Algebra 2: Horizontal Shift and Review/STAR Problems


Translation and transformation have continued to prove extremely difficult for my classes. Even my strongest students have been struggling. I'm still trying to work out what is making it so hard to understand (if anyone has insight on this, I'd really love to hear it). I think they are starting to get the hand of it, but for mastery, we'd need at least another full week, and that is time we just don't have - especially for something that is only tangentially in the standards.

I did incorporate the idea of texting in lesson 14, to introduce what I'm calling "translation notation". We're not talking about vectors or anything like that, but I wanted to give them an efficient way to describe the translations and calculate with them. The kids thought it was really funny; I did play it up, calling it "math chisme" (gossip) and pretending I was texting it under my sweatshirt to my friend.
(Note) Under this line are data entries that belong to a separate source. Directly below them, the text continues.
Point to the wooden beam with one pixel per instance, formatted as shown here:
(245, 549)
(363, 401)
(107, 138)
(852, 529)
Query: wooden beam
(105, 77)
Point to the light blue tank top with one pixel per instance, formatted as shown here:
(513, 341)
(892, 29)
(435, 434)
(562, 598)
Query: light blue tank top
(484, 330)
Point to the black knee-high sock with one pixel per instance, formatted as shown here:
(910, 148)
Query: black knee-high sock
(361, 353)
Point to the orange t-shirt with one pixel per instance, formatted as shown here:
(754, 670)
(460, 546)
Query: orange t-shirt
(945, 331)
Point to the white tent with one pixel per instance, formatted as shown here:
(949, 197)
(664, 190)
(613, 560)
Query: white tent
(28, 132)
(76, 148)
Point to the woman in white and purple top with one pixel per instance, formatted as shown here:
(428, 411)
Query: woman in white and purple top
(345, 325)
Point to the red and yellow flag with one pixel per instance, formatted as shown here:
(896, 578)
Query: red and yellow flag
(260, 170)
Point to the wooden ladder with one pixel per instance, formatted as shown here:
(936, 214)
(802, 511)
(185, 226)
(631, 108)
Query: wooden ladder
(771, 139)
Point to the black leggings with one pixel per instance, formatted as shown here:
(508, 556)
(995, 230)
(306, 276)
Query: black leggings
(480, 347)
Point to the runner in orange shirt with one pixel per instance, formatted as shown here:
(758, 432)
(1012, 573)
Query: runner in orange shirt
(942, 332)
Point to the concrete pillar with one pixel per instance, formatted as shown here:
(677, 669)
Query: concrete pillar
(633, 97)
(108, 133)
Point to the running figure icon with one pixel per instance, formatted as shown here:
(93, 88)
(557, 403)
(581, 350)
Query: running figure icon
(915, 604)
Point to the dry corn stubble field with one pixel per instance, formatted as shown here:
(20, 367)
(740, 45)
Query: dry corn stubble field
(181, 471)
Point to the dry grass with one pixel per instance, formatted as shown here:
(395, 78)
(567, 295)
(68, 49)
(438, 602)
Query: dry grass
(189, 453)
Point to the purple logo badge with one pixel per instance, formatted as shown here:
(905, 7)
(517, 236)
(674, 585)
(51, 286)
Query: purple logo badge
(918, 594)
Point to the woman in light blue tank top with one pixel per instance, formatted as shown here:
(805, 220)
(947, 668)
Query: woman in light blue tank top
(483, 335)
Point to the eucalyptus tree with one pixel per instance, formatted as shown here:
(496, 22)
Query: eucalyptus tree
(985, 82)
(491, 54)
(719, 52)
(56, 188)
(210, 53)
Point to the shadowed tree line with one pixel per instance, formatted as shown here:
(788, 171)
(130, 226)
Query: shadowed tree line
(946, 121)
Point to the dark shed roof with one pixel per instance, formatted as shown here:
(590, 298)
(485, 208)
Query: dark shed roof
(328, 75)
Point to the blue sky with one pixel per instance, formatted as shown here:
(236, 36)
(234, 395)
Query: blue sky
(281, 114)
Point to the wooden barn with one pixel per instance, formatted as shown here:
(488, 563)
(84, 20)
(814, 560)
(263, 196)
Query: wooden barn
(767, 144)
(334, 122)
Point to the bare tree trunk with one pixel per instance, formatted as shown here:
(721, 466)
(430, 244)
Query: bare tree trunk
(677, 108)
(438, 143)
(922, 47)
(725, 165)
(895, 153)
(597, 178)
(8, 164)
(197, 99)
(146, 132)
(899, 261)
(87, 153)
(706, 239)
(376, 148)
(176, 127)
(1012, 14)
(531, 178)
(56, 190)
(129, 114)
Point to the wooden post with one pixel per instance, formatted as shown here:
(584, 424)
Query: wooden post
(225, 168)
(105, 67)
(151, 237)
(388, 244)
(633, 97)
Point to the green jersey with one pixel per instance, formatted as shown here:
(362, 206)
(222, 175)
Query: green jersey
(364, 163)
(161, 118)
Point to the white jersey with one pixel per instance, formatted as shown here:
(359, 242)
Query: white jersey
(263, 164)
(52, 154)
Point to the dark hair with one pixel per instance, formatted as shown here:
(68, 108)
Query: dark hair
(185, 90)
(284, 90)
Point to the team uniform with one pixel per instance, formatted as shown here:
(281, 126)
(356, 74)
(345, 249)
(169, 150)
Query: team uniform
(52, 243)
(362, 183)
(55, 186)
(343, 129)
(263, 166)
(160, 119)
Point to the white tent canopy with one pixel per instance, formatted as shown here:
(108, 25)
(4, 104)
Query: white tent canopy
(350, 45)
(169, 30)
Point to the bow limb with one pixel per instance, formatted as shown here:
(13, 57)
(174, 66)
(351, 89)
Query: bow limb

You wouldn't want to type out that whole sentence, right?

Anyway, here are the files from this week.

Lesson 12 (Horizontal Shift) Keynote Quicktime
Lesson 13 (Translation and Transformation Practice) No Keynote for this one
Lesson 14 (More Translation and Transformation) Keynote Quicktime

1 comment:

Anonymous said...

It's late for this time through, but...

I start without f(x) notation...

Circles and absolute value are great places to begin.

(x - h)^2 + (y - k)^2 = r^2
As you calculate distance to the point, you subtract. Kids know it. I bet even kids not from New York can find the distance from 42nd St to 125th St.

Time playing with circles is time well spent.

Then y = a|x - h| + k
Easy to graph. use y = |x| as reference, then run through, for example

y = 2|x|
y = -|x|
y = ½|x|
y = |x| + 1
y = |x| - 4
y = |x + 2|
y = |x - 3|
Really, more practice is better.
"Discover" the effect of modifying a, h, and k.

and then the hook back to circles:

y - k = a|x - h|

Subtraction is more the normal mode of things.

Then, maybe, y = a[f(x - h)] + k.

But that's fairly abstract notation, and very very hard without a smooth transition.